Poin untuk Dipertimbangkan/Potensi Kelemahan:
- Perspektif Sepihak: Sebagaimana diakui oleh redaksi bahwa tujuannya adalah memberikan “informasi lebih lengkap dan berimbang” (mengimplikasikan informasi sebelumnya tidak seimbang), majalah ini secara inheren menyajikan perspektif dari pihak yang merasa dirugikan atau tidak sependapat dengan kebijakan Rektor. Perspektif atau penjelasan dari pihak Rektorat atau Pimpinan UKSW lainnya tidak dihadirkan secara langsung dalam majalah ini, sehingga pembaca hanya mendapatkan satu sisi cerita yang sangat detail.
- Subjektivitas dan Emosi: Meskipun berupaya menggunakan bahasa formal dan akademis, nada kekecewaan, frustrasi, dan rasa ketidakadilan cukup kental terasa.

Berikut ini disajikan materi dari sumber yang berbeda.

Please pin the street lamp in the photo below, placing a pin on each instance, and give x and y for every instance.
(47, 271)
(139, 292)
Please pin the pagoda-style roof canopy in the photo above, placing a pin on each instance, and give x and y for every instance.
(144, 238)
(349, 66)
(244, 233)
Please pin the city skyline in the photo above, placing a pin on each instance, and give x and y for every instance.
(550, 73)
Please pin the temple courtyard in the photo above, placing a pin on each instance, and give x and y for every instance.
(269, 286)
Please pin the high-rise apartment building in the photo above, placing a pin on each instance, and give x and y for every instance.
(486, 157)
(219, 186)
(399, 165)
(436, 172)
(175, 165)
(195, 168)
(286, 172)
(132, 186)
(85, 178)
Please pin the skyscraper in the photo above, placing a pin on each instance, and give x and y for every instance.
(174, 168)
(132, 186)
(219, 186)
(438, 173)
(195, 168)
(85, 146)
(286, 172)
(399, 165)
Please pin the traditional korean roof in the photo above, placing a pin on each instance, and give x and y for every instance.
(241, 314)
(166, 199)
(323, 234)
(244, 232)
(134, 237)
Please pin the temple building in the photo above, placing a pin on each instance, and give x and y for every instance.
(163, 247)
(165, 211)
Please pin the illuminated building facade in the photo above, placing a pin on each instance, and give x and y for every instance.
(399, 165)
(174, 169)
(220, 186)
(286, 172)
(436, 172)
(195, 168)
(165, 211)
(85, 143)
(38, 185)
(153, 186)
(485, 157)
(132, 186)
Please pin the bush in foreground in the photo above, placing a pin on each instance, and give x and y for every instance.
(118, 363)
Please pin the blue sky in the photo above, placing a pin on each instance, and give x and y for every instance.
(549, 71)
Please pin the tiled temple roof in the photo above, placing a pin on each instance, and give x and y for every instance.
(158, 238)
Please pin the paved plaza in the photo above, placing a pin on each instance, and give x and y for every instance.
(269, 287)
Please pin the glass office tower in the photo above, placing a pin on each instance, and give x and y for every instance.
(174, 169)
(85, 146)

Istilah seperti “ugal-ugalan,” “kotak egoisme Rektor,” atau “letusan diam-diam” menunjukkan adanya muatan emosional yang, meskipun dapat dipahami, dapat memengaruhi persepsi objektivitas.
- Konteks Internal yang Sangat Spesifik: Pembahasan sangat terfokus pada dinamika internal UKSW, khususnya FH. Bagi pembaca di luar konteks UKSW, mungkin memerlukan pemahaman lebih lanjut mengenai struktur dan regulasi internal yang dirujuk.
- Tanggal Penerbitan “Masa Depan”: Majalah ini mencantumkan tanggal “19 Mei 2025”. Ini bisa jadi merupakan elemen kreatif untuk menekankan urgensi atau sebuah proyeksi, namun bisa juga menimbulkan pertanyaan mengenai status aktual dokumen tersebut jika dimaksudkan sebagai laporan kejadian nyata pada tahun 2025. Untuk ulasan ini, tanggal tersebut dianggap sebagai bagian dari presentasi majalah.
Kesimpulan Ulasan:
“InnerVoice” edisi perdana ini adalah sebuah dokumen penting yang merefleksikan adanya gejolak dan perbedaan pandangan yang signifikan di lingkungan FH UKSW. Majalah ini berhasil menyajikan argumentasi yang kuat dari sudut pandang para dosen dan mahasiswa yang kritis terhadap kebijakan pimpinan universitas. Meskipun cenderung sepihak, informasi yang disajikan sangat detail dan didukung oleh berbagai rujukan, menjadikannya kontribusi penting dalam diskursus mengenai tata kelola perguruan tinggi, kepemimpinan yang beretika, dan pentingnya suara kritis dalam menjaga kesehatan sebuah institusi akademik. Majalah ini berfungsi sebagai “suara nurani” yang menuntut akuntabilitas dan konsistensi antara nilai-nilai yang dianut dengan praktik yang dijalankan.